Knoxville, Tennessee is the latest city to succumb. The city stopped accepting glass in its curbside recycling program effective January 1st 2017.

The main issue sited with glass being collected within Knoxville’s single-stream recycling system, as reported by Waste Dive, is that mixed glass has a low financial value and broken glass contaminates other materials. The city of Knoxville will be adding new locations in hopes of having residents bring their glass to drop off centers to be recycled.

An article in the Atlanta Journal-Constitution in December 2015 explains it this way, “as local governments have encouraged residents to pile all their recyclables in one bin, the cost of sorting materials has gone up.”

Many residents are understandably upset that they are no longer able to recycle their glass.

In Houston, after the city introduced plans to remove glass recycling, the residents were able to change their cities plan by voicing their outrage. According to Waste Dive, “After months of backlash following Houston’s decision to eliminate glass recycling from its contract with Waste Management, a new plan has been put in place to help residents recycle the commodity.”
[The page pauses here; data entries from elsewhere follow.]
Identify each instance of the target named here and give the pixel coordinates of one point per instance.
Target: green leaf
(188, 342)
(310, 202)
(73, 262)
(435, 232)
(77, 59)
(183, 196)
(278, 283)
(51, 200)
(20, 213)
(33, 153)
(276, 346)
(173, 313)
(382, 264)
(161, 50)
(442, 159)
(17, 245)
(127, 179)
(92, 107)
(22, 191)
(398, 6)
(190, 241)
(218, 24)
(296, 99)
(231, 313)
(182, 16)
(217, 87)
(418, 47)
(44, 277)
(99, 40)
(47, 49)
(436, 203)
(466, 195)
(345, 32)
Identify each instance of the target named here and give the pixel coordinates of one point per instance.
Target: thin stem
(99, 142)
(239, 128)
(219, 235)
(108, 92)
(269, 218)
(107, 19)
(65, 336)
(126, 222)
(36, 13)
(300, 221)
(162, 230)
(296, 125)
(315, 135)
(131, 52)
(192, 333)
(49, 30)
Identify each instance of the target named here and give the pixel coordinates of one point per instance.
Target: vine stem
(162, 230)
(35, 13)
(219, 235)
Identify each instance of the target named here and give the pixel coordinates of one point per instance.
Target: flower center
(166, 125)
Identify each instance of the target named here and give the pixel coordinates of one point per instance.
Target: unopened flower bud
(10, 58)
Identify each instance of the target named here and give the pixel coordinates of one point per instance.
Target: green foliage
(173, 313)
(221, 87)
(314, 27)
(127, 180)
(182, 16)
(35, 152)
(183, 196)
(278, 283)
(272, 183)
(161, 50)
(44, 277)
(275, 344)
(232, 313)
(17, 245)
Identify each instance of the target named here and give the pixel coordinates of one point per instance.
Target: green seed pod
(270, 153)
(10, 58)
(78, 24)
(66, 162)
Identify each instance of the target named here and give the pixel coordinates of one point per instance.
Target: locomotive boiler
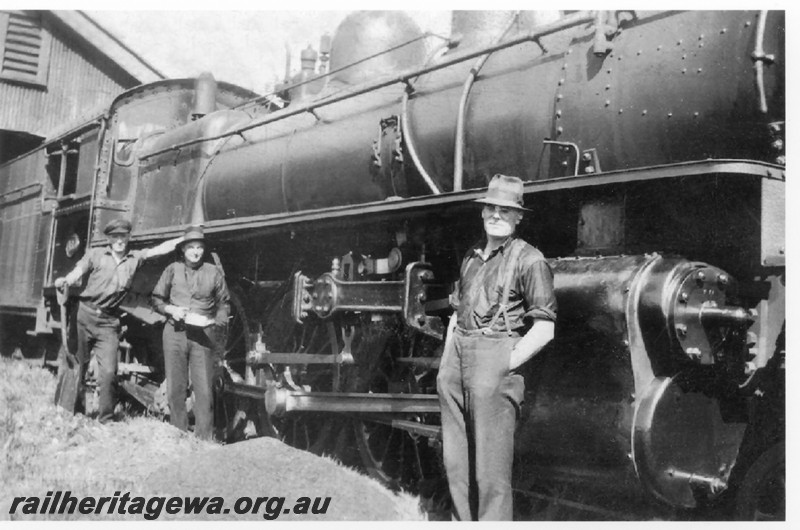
(651, 146)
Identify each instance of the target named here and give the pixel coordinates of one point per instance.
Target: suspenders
(508, 278)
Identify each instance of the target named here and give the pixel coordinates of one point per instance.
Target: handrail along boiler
(651, 144)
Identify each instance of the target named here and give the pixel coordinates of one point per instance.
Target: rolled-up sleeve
(539, 293)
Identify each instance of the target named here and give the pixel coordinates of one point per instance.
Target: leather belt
(99, 311)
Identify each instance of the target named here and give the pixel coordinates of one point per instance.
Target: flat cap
(118, 226)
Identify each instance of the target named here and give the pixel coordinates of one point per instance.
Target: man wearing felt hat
(194, 297)
(505, 312)
(110, 271)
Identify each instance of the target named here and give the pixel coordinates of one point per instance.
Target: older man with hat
(193, 295)
(505, 312)
(110, 269)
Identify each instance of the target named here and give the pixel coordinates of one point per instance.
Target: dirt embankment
(44, 449)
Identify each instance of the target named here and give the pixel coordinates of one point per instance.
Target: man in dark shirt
(194, 297)
(111, 271)
(505, 314)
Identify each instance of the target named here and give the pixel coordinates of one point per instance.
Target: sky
(247, 48)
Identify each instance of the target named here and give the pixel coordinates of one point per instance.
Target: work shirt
(203, 290)
(108, 280)
(479, 291)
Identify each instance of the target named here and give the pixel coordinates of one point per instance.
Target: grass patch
(43, 448)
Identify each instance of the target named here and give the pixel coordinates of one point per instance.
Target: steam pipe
(575, 19)
(412, 150)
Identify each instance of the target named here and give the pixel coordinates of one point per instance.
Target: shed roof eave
(109, 45)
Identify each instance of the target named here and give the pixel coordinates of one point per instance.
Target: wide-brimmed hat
(118, 226)
(504, 191)
(192, 233)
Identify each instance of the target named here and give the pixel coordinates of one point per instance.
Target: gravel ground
(43, 448)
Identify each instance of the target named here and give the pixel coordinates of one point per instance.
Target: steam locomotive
(652, 149)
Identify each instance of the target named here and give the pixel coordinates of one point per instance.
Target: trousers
(190, 355)
(99, 332)
(480, 402)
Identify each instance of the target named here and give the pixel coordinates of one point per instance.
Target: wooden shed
(58, 68)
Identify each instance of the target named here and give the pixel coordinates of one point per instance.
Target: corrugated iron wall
(75, 87)
(21, 231)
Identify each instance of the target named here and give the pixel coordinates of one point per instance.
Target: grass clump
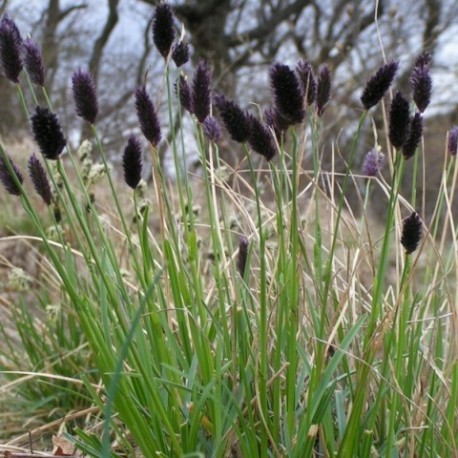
(257, 326)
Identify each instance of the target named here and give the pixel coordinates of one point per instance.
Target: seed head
(132, 162)
(260, 138)
(243, 255)
(85, 96)
(399, 123)
(411, 232)
(7, 179)
(33, 62)
(163, 29)
(323, 89)
(200, 94)
(147, 117)
(373, 162)
(307, 80)
(275, 120)
(287, 93)
(234, 119)
(412, 142)
(453, 141)
(40, 179)
(212, 129)
(378, 84)
(180, 53)
(10, 49)
(47, 133)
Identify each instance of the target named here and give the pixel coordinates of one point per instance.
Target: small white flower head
(19, 280)
(85, 150)
(373, 162)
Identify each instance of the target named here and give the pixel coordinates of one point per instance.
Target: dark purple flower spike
(10, 49)
(453, 141)
(411, 232)
(147, 116)
(40, 179)
(234, 118)
(287, 93)
(378, 84)
(243, 255)
(33, 62)
(163, 29)
(48, 133)
(132, 162)
(201, 91)
(85, 96)
(7, 179)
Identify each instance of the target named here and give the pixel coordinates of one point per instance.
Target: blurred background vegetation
(241, 38)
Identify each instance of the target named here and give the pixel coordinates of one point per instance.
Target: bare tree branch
(64, 13)
(262, 30)
(99, 45)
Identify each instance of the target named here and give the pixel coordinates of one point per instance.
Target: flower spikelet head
(85, 96)
(234, 119)
(33, 62)
(421, 82)
(132, 162)
(147, 116)
(287, 93)
(47, 133)
(180, 53)
(378, 84)
(40, 179)
(10, 49)
(260, 138)
(7, 179)
(323, 89)
(201, 94)
(414, 138)
(163, 29)
(243, 255)
(399, 124)
(411, 232)
(373, 162)
(275, 120)
(212, 129)
(307, 80)
(453, 141)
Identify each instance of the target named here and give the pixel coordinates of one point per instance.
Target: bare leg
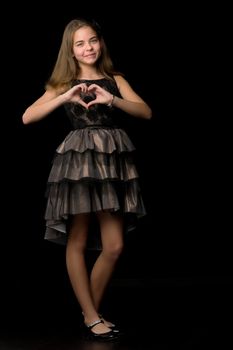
(77, 271)
(111, 227)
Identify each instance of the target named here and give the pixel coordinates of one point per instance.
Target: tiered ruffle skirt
(93, 170)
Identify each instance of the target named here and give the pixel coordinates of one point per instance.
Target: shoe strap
(91, 325)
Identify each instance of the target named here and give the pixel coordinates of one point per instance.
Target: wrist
(110, 104)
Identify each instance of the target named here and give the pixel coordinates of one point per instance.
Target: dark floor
(179, 313)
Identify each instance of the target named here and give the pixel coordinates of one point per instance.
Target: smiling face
(86, 46)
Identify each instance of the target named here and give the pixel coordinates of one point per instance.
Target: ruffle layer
(74, 166)
(67, 199)
(107, 140)
(92, 171)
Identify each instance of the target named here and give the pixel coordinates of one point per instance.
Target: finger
(82, 103)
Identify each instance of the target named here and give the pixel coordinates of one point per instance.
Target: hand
(76, 93)
(101, 95)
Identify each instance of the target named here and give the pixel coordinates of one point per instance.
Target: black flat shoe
(113, 327)
(107, 336)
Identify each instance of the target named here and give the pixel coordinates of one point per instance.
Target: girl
(92, 172)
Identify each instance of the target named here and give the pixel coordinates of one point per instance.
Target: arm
(130, 102)
(50, 100)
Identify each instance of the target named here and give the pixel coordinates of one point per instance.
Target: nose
(88, 46)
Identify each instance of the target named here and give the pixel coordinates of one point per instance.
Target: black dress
(93, 169)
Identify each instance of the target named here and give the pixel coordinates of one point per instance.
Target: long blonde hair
(66, 68)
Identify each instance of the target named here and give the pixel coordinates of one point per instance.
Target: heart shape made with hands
(87, 97)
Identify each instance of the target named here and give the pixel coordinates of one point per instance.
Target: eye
(94, 40)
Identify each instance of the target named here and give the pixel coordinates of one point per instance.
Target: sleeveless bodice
(98, 115)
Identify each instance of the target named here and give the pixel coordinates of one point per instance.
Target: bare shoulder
(47, 96)
(126, 90)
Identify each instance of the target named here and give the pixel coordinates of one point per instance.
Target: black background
(163, 51)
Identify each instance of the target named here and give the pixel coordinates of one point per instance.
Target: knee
(113, 252)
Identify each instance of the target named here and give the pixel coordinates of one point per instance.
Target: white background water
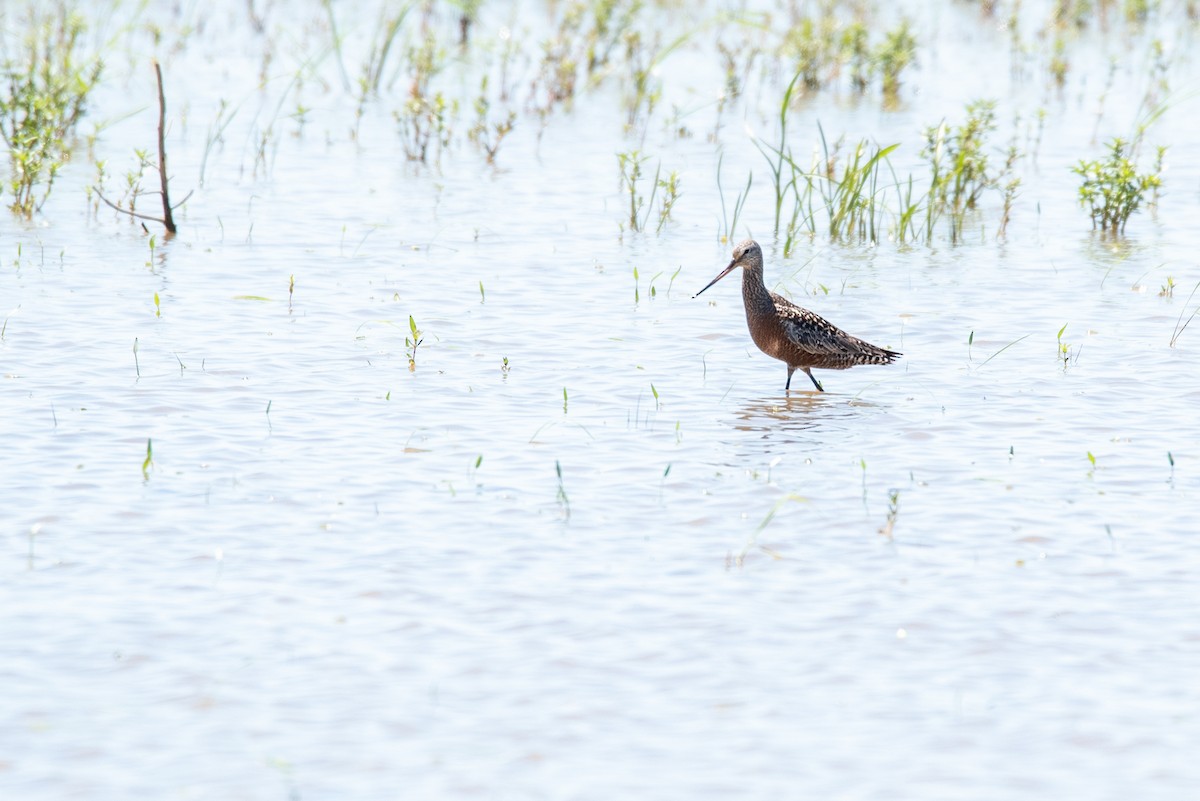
(346, 579)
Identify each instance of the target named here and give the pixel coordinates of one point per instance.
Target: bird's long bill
(724, 272)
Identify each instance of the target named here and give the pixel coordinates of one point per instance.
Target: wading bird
(793, 335)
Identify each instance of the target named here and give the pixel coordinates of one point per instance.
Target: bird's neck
(754, 291)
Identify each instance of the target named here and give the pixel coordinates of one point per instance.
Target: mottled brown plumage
(793, 335)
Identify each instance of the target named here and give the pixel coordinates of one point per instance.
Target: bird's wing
(809, 331)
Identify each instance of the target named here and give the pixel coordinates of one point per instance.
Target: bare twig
(168, 220)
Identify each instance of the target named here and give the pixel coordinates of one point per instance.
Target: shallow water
(345, 579)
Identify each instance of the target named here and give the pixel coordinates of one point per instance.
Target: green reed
(1113, 188)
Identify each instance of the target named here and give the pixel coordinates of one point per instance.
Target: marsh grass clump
(825, 47)
(640, 206)
(487, 133)
(425, 122)
(1113, 187)
(46, 89)
(895, 54)
(845, 191)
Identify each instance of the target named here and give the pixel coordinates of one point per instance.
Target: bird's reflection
(798, 411)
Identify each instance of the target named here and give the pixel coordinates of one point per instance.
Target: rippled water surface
(587, 547)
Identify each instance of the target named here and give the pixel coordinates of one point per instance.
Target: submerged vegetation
(1113, 188)
(47, 83)
(465, 77)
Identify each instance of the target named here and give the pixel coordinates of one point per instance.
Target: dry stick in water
(168, 218)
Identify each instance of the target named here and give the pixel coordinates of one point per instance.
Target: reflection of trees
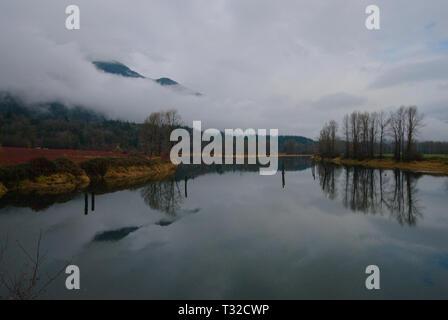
(164, 196)
(326, 175)
(374, 191)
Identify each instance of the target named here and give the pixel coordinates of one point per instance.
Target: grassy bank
(44, 177)
(435, 166)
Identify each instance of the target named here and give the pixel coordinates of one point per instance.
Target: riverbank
(436, 166)
(62, 176)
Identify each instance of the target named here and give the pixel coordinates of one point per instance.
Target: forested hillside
(56, 126)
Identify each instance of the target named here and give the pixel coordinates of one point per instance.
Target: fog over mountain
(258, 64)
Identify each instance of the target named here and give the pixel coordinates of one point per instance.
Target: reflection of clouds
(373, 191)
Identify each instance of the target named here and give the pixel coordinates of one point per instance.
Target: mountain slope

There is another answer that many programs have gone to rather than banning glass from their single-stream recycling programs. They have put in optical sorting equipment that is able to do the sorting that isn’t safe or cost effective for workers to do.

To see how some of that equipment works, the National Public Radio’s (NPR) website has a video showing the machine used at a New Jersey facility for sorting glass and making bottles: How a Used Bottle Becomes a New Bottle. View the video at http://www.npr.org/sections/money/2013/06/20/190741862/video-how-a-used-bottle-becomes-a-new-bottle.

We need to continue the conversation about these recycling issues with our local governments, industry groups, manufacturers and others to find real solutions about how we can handle waste materials that are challenging but are still worth keeping out of our landfills.